Opinión | EL RUIDO Y LA FURIA
Medardo
Me siento a escribir en la mañana del 9 de marzo. No sé por qué, pero de repente me acuerdo de que hoy hace diez años que se murió Medardo Fraile (le faltaban cuatro días para cumplir ochenta y ocho años) y a la actualidad se la lleva el poniente fuerte que anda desordenando el mar. Quizás sea yo el único (familiares aparte), que se acuerde de esto. En España solemos esperar a los números redondos para conmemorar lo que merece siempre ser conmemorado. Y también es probable que a Medardo nadie le prepare un recuerdo en su centenario.
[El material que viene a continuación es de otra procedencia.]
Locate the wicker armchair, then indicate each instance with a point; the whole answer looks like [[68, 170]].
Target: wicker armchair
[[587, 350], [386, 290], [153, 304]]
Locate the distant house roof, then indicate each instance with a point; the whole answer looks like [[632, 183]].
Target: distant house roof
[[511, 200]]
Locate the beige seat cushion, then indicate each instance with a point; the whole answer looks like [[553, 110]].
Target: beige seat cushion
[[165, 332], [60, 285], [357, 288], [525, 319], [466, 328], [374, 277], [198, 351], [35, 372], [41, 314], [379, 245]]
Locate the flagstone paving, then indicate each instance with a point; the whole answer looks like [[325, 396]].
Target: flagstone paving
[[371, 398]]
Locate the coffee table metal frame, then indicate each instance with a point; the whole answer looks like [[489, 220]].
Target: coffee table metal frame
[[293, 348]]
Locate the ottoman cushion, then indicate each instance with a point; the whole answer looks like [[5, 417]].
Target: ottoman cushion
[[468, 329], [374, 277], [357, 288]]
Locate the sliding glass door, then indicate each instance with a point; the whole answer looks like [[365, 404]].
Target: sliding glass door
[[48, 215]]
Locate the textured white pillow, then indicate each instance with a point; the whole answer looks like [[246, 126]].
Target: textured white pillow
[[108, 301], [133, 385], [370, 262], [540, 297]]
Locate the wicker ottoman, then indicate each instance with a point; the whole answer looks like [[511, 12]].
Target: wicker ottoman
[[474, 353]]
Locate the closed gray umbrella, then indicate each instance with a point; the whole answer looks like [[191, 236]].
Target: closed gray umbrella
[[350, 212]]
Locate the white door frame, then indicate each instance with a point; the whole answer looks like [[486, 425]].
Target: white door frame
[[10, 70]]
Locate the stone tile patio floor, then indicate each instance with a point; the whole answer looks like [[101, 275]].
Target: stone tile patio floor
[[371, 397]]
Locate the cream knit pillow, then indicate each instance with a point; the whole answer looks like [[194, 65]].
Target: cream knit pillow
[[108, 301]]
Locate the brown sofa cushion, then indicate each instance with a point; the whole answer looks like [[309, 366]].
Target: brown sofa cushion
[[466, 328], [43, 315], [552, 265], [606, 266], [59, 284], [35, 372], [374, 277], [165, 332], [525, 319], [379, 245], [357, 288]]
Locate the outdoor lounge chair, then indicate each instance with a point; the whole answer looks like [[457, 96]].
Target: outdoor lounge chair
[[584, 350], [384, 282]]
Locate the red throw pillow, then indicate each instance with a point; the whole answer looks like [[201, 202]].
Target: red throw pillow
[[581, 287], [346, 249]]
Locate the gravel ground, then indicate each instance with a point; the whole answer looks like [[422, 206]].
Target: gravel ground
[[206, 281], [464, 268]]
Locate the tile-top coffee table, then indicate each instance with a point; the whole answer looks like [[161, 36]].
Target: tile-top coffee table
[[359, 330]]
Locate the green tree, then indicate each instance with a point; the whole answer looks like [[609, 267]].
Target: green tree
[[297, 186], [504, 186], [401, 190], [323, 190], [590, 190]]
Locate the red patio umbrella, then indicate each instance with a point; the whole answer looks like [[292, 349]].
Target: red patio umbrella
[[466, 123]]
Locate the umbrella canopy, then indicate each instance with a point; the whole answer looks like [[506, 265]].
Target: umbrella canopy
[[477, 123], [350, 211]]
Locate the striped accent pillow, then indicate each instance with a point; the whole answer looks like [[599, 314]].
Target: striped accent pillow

Y sin embargo…
Debía ser 2004 o así. ‘Páginas de espuma’ acababa de publicar sus cuentos completos y yo acababa de comprarlos cuando me invitaron a participar en un congreso sobre cuento corto que se celebraba en Granada. La estrella invitada era Medardo Fraile.
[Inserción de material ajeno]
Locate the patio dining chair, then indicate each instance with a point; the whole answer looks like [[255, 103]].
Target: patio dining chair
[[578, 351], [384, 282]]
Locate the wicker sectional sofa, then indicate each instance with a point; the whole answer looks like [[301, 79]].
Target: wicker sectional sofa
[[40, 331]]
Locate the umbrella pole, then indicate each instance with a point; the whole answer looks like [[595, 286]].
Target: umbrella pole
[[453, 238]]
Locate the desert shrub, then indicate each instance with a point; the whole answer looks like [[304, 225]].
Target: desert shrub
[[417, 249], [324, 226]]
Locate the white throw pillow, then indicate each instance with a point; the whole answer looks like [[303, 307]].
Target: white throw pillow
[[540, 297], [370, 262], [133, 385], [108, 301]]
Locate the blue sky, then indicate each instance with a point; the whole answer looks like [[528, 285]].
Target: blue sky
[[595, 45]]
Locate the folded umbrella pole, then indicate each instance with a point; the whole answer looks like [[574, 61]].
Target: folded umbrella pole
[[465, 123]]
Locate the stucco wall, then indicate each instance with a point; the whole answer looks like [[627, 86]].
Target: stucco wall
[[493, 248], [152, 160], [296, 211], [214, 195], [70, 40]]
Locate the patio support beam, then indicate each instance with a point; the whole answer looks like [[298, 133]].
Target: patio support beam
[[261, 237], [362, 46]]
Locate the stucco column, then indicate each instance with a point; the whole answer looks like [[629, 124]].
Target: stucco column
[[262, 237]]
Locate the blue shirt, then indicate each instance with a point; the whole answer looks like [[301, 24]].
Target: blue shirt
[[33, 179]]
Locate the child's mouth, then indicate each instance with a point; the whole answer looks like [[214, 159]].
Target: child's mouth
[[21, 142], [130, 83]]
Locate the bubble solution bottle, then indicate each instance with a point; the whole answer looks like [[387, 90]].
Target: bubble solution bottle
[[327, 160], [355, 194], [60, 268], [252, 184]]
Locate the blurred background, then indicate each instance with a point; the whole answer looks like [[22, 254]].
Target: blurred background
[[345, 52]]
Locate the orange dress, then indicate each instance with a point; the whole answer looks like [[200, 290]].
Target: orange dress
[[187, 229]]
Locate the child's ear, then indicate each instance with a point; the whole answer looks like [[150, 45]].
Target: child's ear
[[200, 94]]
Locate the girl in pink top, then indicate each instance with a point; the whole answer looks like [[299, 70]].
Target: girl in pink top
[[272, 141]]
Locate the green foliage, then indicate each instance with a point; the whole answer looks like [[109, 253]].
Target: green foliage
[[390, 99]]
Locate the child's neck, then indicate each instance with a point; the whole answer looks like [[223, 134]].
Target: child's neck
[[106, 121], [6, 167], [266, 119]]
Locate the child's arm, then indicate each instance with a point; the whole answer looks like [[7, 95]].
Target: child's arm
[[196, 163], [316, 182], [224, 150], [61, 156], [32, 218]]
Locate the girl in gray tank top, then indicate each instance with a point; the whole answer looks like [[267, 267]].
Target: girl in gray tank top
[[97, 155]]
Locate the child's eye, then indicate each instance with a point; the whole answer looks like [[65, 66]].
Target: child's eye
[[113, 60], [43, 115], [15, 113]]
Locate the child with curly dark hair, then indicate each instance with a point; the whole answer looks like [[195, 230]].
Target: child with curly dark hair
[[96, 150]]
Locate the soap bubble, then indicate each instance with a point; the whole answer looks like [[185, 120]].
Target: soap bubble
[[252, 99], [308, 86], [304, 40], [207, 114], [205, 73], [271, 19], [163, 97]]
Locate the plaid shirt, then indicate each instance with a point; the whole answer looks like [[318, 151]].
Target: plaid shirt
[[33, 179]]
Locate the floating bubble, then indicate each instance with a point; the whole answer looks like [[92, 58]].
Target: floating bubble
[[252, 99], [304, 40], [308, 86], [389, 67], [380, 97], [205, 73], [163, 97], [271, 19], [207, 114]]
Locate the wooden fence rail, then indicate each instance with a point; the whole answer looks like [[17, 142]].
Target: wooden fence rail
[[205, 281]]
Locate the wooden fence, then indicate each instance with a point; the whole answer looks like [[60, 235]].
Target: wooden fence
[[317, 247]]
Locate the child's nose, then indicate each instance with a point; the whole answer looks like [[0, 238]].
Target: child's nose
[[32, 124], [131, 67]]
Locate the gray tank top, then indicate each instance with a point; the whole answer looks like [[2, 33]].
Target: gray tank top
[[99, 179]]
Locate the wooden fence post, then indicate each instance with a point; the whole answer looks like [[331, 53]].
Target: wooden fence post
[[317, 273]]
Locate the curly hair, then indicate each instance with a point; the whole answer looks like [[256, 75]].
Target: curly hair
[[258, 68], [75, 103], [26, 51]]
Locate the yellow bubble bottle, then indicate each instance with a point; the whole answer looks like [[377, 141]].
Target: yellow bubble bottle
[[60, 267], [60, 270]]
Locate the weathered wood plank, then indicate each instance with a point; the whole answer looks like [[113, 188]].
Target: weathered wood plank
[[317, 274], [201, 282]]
El congreso diversificó las actividades. Las lecturas en la sede ‘oficial’ se reservaron para los consagrados y al resto, a quienes formábamos parte de la tropa de relleno, nos dividieron en bares, pequeñas salas, plazuelas… A mí me tocó en un bar en el que la mitad de la gente había venido a escucharnos y la otra mitad a jugar al dominó. Fue difícil leer allí, con el bullicio del seis doble y las comandas cantadas por los camareros, pero más difícil se hizo todavía cuando descubrí entre el público a Medardo Fraile escuchándome con mucha atención.
Cuando terminé de leer mis pobres cuentos, uno de los organizadores del congreso nos presentó. Emprendimos la marcha hacia donde iba a tener lugar la lectura del maestro. Yo iba entusiasmado, en silencio, oyéndolo hablar con aquella calma que tenía para decir las cosas. Medardo hablaba igual que atardece en junio.
Al llegar al lugar de la lectura le preguntó a su mujer si tenía ella el libro. «Naturalmente que no», respondió. Momentos de desconcierto. «¿Y qué hacemos ahora, cómo leo?», se preguntó a sí mismo, desolado. Yo saqué de la mochila mi libro recién comprado y se lo tendí. La mirada de sorpresa y gratitud, la sonrisa socarrona, me hizo sentir, por un momento, que ese gigante del cuento corto en español y yo íbamos a tener algo en común. Cuando terminó la lectura me devolvió el libro con una dedicatoria en la que me llama cuentista y amigo, dos cosas que me hubiese gustado ser.
No volví a verlo. Tras su muerte se publicó una nueva edición de la obra, a la que se añadieron los tres o cuatro cuentos que escribió o publicó en los años siguientes a aquella primera edición que yo compré, la incompleta, pero que tiene su firma, su gratitud, su complicidad, y una bonita historia para recordar y contar a los amigos en la sobremesa.